Pero como siempre, decidieron hacer travesuras y no obedecer, era la primera vez que desobedecen algo como esto, pero no importo cuando se encontraban en los jardines traseros jugando con los pequeños animalitos que alumbraban con su luz verde, eran tan interesantes para ellos que no se dieron cuenta cuando una figura apareció detrás de ellos.
- ¿Qué hacen aquí, niños? - pregunto aquella persona.
- ¿Quién eres tú? - pregunto el príncipe mientras agarraba a su hermana y la colocaba detrás de él.
- Una disculpa altezas, únicamente quería saber por qué estaban aquí, es muy peligroso - dijo haciendo una reverencia.
- Solamente estábamos jugando, la fiesta es aburrida - respondió el príncipe, mientras la princesa se quedaba en silencio.
- Conozco un buen lugar para jugar, no está muy lejos de aquí - comento casualmente.
- ¿Así? - pregunto con interés el príncipe y haciendo que su ceño se frunciera.
- Por supuesto alteza, es un excelente sitio, si quiere puedo llevarles - insistió amablemente.
- Hermano, debemos irnos, nuestros padres se preocuparán, decidió hablar la pequeña.
- ¿Conoces el camino? - pregunto ignorando a su hermana.
- Cómo la palma de mi mano - recitó.
- ¿Por qué no nos dices y después iremos? - intento negociar el príncipe.

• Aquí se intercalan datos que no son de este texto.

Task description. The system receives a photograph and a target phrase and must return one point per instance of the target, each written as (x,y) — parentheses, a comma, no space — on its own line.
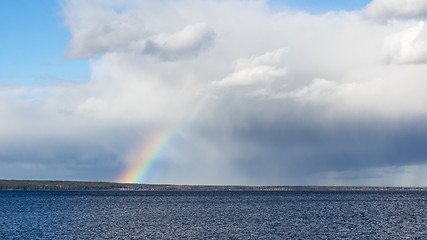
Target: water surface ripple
(212,215)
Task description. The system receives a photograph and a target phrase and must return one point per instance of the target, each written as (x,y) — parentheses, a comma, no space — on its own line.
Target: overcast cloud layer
(254,97)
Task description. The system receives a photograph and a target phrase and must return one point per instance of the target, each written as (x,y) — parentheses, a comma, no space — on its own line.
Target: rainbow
(142,163)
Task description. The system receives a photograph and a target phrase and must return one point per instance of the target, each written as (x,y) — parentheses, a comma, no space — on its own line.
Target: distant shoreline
(46,185)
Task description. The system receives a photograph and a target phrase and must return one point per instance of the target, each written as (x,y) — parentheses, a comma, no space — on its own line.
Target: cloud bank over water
(255,96)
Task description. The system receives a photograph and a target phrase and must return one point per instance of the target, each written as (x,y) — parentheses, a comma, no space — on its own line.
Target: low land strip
(37,185)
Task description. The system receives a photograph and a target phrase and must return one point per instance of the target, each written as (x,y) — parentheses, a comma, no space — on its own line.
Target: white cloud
(219,72)
(407,46)
(384,9)
(184,43)
(260,69)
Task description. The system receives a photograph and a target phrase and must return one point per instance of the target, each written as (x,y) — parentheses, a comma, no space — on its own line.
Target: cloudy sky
(251,92)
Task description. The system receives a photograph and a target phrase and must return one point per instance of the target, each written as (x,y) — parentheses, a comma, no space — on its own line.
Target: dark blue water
(224,215)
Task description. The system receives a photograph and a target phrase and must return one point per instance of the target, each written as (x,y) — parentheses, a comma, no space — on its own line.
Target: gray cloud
(253,97)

- No sería lo mismo, pueden perderse - insistió.
- Hermano, tenemos nada más hasta las 8 - volvió a insistir la pequeña princesa.
- Nos dará tiempo, vamos, volveremos antes de que se den cuenta - hablo entusiasmado.
- No iré, ve tú - retrocedió empezando a caminar por dónde venían.
- Oh, vamos Elizabeth, será rápido - insistió el príncipe a su hermana.
- No, es mi última palabra - dijo la pequeña cruzándose de brazos y negando con la cabeza, para después alejarse un poco más, pensando que así su hermano iría tras ella, más este no lo hizo.
- Bien, como quieras - dijo resignado, mientras empezaba a caminar con aquel desconocido.
La princesa intentó hacer algo, pero era tarde, su hermano caminaba a unos metros de distancia y aunque gritará él no le haría caso, así que con preocupación corrió adentro del castillo.